Niektórzy amerykańscy specjaliści od kosmosu podejrzewają, że źródłem tych szczątków jest test rakiety antysatelitarnej przeprowadzony przez Rosję, na razie informacje nie są potwierdzone. Takie działanie, będące pokazem siły Moskwy, przeprowadziły w przeszłości tylko cztery państwa, w tym Rosja. Jest szeroko krytykowana, zwłaszcza za dużą ilość generowanych odłamków, które następnie zamieniają się w niebezpieczne pociski.

A rosyjska agencja kosmiczna Roscosmos ogłosiła wcześniej, że astronauci na Międzynarodowej Stacji Kosmicznej są bezpieczni, nie wspominając o możliwości przeprowadzenia testu rakietowego. „Orbita obiektu, który dziś zmuszał załogę do podróży do statku kosmicznego według standardowych procedur, oddaliła się od orbity Międzynarodowej Stacji Kosmicznej”Roskosmos napisał na Twitterze. „Stacja jest teraz zielona”.
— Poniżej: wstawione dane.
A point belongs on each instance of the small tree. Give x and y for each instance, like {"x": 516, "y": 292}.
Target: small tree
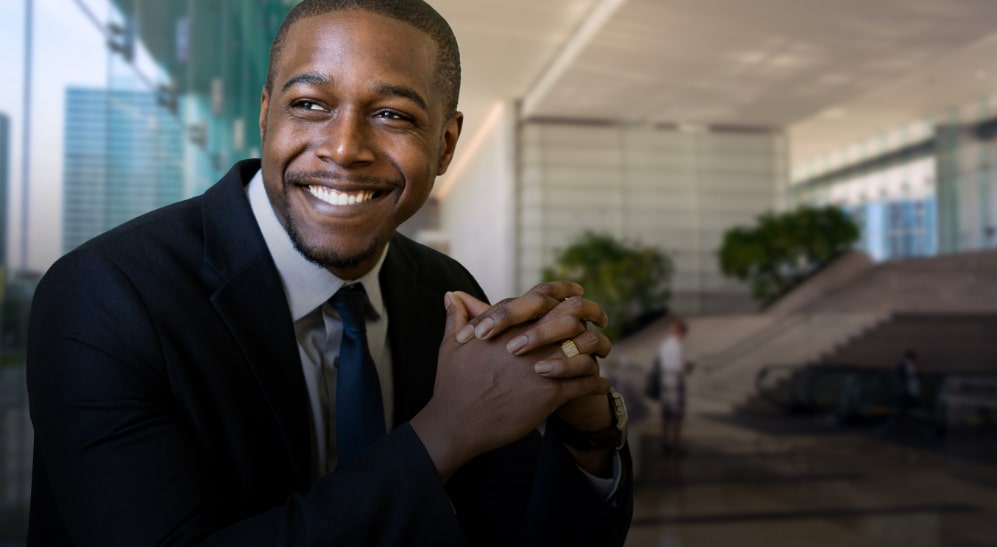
{"x": 784, "y": 249}
{"x": 630, "y": 281}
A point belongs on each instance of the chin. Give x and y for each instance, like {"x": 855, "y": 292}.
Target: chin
{"x": 333, "y": 258}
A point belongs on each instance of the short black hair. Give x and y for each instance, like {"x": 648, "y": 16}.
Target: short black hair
{"x": 414, "y": 12}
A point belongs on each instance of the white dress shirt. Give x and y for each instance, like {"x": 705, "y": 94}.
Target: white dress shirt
{"x": 308, "y": 287}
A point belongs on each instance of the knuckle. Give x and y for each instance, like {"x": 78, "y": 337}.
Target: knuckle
{"x": 574, "y": 305}
{"x": 592, "y": 338}
{"x": 500, "y": 312}
{"x": 545, "y": 289}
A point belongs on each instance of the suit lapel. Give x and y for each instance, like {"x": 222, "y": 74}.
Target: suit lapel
{"x": 415, "y": 328}
{"x": 250, "y": 300}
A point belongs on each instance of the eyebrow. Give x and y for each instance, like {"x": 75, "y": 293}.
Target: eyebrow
{"x": 308, "y": 78}
{"x": 313, "y": 78}
{"x": 402, "y": 91}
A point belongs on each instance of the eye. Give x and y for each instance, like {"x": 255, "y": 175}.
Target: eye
{"x": 392, "y": 115}
{"x": 306, "y": 104}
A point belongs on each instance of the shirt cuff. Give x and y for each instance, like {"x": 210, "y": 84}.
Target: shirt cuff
{"x": 607, "y": 486}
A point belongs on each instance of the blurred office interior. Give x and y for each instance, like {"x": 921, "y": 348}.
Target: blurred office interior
{"x": 660, "y": 122}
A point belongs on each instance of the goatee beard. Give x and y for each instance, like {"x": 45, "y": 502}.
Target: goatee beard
{"x": 330, "y": 260}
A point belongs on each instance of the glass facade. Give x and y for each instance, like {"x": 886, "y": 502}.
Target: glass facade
{"x": 123, "y": 157}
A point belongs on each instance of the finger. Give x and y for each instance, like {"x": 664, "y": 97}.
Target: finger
{"x": 593, "y": 342}
{"x": 559, "y": 325}
{"x": 474, "y": 306}
{"x": 456, "y": 314}
{"x": 513, "y": 311}
{"x": 574, "y": 367}
{"x": 573, "y": 388}
{"x": 584, "y": 310}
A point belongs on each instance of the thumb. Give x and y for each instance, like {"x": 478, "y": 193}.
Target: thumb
{"x": 457, "y": 315}
{"x": 473, "y": 306}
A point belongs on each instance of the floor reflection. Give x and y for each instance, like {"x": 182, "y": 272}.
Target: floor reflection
{"x": 782, "y": 481}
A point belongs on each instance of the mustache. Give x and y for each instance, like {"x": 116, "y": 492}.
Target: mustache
{"x": 306, "y": 177}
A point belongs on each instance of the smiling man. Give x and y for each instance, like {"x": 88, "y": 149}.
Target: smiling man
{"x": 272, "y": 364}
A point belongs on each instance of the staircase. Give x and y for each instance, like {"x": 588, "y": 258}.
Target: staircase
{"x": 854, "y": 311}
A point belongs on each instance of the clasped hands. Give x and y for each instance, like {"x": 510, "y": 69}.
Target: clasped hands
{"x": 502, "y": 372}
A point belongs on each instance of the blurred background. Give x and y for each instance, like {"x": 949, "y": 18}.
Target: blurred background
{"x": 808, "y": 183}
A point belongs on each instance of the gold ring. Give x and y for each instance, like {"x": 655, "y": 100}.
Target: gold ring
{"x": 569, "y": 348}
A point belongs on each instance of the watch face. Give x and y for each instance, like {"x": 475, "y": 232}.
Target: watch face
{"x": 619, "y": 410}
{"x": 619, "y": 416}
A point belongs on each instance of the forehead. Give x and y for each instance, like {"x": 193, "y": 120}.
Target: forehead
{"x": 357, "y": 40}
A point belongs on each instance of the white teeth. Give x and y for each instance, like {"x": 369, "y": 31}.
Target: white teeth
{"x": 335, "y": 197}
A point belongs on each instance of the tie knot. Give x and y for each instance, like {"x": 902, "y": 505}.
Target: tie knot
{"x": 350, "y": 303}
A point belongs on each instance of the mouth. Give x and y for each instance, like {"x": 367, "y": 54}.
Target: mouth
{"x": 341, "y": 198}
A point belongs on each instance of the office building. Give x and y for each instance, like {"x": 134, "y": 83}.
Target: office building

„Przyjaciele, u nas wszystko w porządku. Nadal pracujemy zgodnie z naszym programem.”, również tweetowany przez rosyjskiego kosmonautę Antona Szkaplerowa.

rzadkie wydarzenie

Obecnie na Międzynarodowej Stacji Kosmicznej przebywa siedem osób. Według wyspecjalizowanych mediów lot kosmiczny terazAstronauci NASA Raja Chari, Kayla Barron i Tom Marshburn, a także astronauta ESA Matthias Maurer, musieli schronić się w kapsule SpaceX Dragon, którą przybyli na pokład zaledwie kilka dni temu.
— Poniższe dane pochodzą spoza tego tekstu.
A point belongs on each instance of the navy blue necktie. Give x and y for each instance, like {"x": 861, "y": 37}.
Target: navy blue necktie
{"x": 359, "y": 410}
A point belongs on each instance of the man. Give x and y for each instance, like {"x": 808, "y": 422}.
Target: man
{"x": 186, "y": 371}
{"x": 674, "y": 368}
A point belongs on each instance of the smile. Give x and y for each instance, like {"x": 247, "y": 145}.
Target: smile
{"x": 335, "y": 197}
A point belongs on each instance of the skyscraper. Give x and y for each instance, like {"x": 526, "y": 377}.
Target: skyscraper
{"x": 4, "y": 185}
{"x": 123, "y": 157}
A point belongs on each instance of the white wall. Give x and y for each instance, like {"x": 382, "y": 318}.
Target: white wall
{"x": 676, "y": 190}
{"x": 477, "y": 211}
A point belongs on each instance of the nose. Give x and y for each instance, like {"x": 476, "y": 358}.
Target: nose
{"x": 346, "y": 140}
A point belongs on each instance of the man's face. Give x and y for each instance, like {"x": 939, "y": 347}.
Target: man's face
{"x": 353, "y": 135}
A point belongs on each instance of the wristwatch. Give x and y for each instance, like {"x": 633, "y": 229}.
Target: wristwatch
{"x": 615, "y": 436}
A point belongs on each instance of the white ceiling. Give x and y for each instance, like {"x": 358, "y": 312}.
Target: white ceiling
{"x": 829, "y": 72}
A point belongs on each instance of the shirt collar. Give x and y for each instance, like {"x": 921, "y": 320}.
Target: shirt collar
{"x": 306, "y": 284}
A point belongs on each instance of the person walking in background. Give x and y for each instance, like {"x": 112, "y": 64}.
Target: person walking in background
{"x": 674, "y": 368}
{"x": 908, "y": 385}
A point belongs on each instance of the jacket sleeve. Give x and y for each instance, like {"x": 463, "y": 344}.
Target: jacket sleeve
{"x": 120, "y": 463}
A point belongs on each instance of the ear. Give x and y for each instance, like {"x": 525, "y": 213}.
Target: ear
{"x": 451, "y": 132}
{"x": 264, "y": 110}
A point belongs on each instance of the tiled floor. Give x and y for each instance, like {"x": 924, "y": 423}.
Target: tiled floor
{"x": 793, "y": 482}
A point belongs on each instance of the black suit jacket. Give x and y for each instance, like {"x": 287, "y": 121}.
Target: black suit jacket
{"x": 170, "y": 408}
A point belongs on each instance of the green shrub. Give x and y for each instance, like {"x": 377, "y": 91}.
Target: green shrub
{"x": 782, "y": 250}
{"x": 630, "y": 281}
READ  NASA uruchamia Lucy, 12-letnią misję na asteroidy Jowisza

Amerykański astronauta Mark Vandy i rosyjscy kosmonauci Anton Shkaplerov i Piotr Dobrov udali się na statek kosmiczny Sojuz. Ta akcja powinna umożliwić im opuszczenie stacji kosmicznej w kierunku Ziemi w przypadku zagrożenia.

To samo źródło wróciło na Międzynarodową Stację Kosmiczną w południe w poniedziałek. „Zdarzenia szczątkowe spowodowane testami antysatelitarnymi nie zdarzają się zbyt często, a ostatni był testem indyjskim” W marcu 2019 roku zadzwonił astronom Jonathan McDowell.
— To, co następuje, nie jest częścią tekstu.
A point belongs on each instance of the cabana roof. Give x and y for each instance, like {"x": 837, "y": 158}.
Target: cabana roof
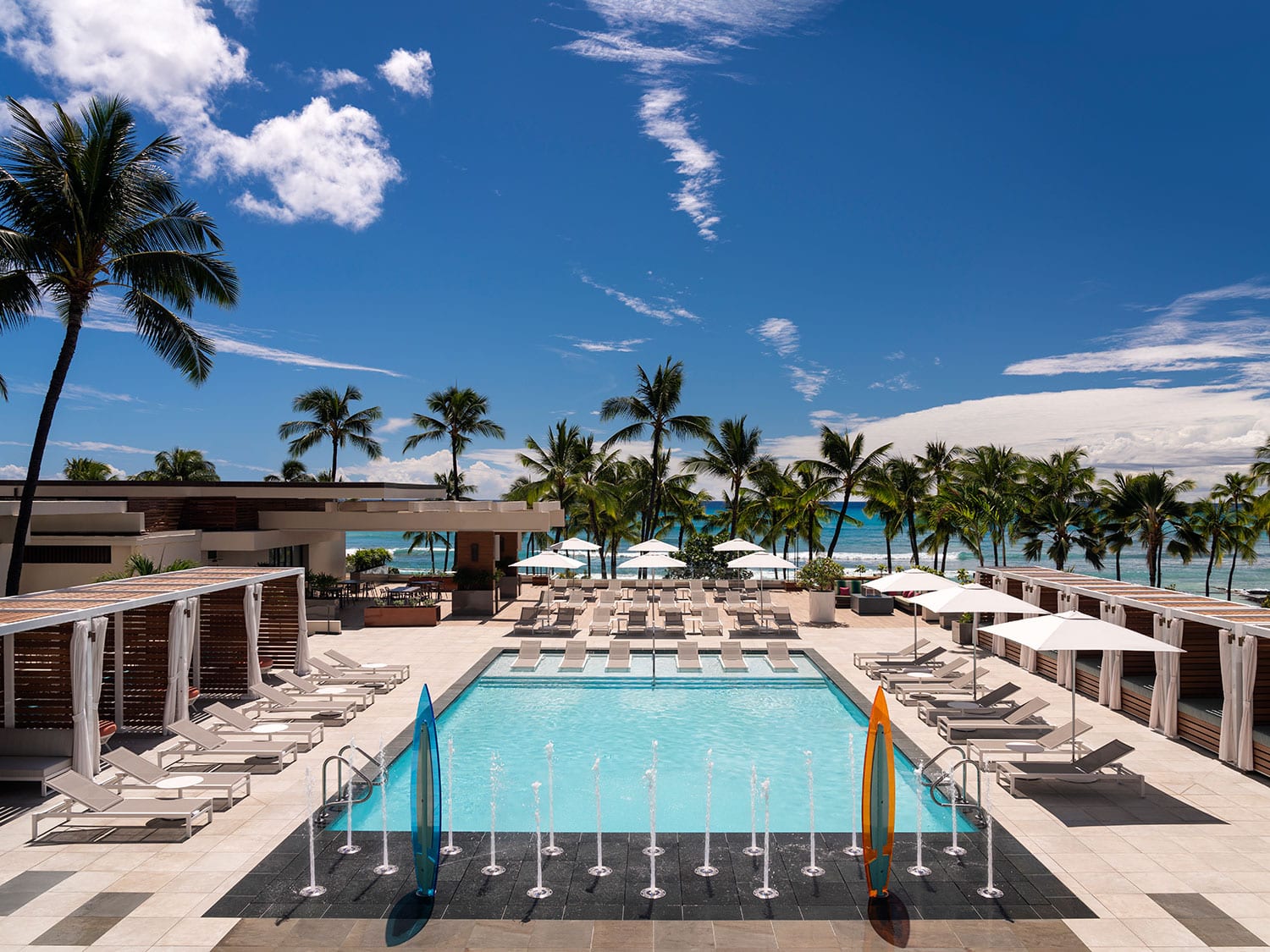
{"x": 42, "y": 609}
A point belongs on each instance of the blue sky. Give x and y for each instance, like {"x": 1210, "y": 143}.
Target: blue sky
{"x": 1000, "y": 223}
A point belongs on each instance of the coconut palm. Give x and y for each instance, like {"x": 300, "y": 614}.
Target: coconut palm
{"x": 845, "y": 461}
{"x": 459, "y": 414}
{"x": 81, "y": 469}
{"x": 652, "y": 413}
{"x": 731, "y": 454}
{"x": 332, "y": 416}
{"x": 83, "y": 207}
{"x": 179, "y": 465}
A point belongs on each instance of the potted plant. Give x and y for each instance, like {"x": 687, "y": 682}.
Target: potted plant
{"x": 820, "y": 576}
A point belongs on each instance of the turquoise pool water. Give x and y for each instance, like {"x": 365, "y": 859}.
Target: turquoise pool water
{"x": 762, "y": 718}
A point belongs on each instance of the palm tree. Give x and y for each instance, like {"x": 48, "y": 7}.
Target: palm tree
{"x": 81, "y": 208}
{"x": 459, "y": 414}
{"x": 732, "y": 454}
{"x": 652, "y": 411}
{"x": 81, "y": 469}
{"x": 179, "y": 465}
{"x": 332, "y": 416}
{"x": 843, "y": 459}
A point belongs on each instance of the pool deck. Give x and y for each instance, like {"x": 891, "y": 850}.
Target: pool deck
{"x": 1183, "y": 868}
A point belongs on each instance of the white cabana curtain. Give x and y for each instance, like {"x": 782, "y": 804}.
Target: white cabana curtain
{"x": 179, "y": 631}
{"x": 1028, "y": 655}
{"x": 1249, "y": 655}
{"x": 1163, "y": 696}
{"x": 1113, "y": 662}
{"x": 1232, "y": 685}
{"x": 302, "y": 635}
{"x": 251, "y": 614}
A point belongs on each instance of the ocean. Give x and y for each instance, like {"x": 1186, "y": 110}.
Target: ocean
{"x": 865, "y": 545}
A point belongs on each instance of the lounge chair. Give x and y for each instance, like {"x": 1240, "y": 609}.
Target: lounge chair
{"x": 1019, "y": 724}
{"x": 362, "y": 697}
{"x": 574, "y": 657}
{"x": 686, "y": 658}
{"x": 779, "y": 657}
{"x": 619, "y": 657}
{"x": 601, "y": 619}
{"x": 1102, "y": 766}
{"x": 274, "y": 705}
{"x": 235, "y": 724}
{"x": 401, "y": 670}
{"x": 992, "y": 703}
{"x": 1056, "y": 741}
{"x": 200, "y": 741}
{"x": 732, "y": 657}
{"x": 528, "y": 657}
{"x": 147, "y": 776}
{"x": 861, "y": 658}
{"x": 102, "y": 804}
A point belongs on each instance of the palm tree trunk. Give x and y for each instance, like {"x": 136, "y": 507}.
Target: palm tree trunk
{"x": 38, "y": 443}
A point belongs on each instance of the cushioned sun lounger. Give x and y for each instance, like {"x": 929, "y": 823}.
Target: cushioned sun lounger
{"x": 147, "y": 776}
{"x": 102, "y": 804}
{"x": 1102, "y": 766}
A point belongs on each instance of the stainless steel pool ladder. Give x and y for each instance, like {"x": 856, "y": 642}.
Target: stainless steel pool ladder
{"x": 343, "y": 759}
{"x": 940, "y": 782}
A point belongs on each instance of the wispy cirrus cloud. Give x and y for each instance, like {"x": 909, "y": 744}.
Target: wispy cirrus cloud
{"x": 667, "y": 310}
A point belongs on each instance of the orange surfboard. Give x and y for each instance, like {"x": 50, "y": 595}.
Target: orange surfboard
{"x": 878, "y": 799}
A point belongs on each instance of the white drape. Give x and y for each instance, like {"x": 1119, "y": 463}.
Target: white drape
{"x": 251, "y": 616}
{"x": 84, "y": 749}
{"x": 1249, "y": 655}
{"x": 1163, "y": 696}
{"x": 1232, "y": 685}
{"x": 302, "y": 635}
{"x": 1028, "y": 655}
{"x": 179, "y": 630}
{"x": 1113, "y": 662}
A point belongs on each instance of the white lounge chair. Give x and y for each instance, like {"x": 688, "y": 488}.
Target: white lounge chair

Według niego, dedukując trajektorie Międzynarodowej Stacji Kosmicznej i pobliskich obiektów, docelowym satelitą może być satelita o nazwie Kosmos 1408, który nie był aktywny od lat 80. XX wieku. „Wcale nie trzeba było go niszczyć, Wyrok na specjalistę. Mamy już dużo śmieci, aby celowo wygenerować więcej, co jest niewybaczalne”. Dla Jonathana McDowella niektóre szczątki z tego testu rozpadają się, gdy wejdą do atmosfery „w nadchodzących miesiącach”, ale inne mogą pozostać na orbicie latami.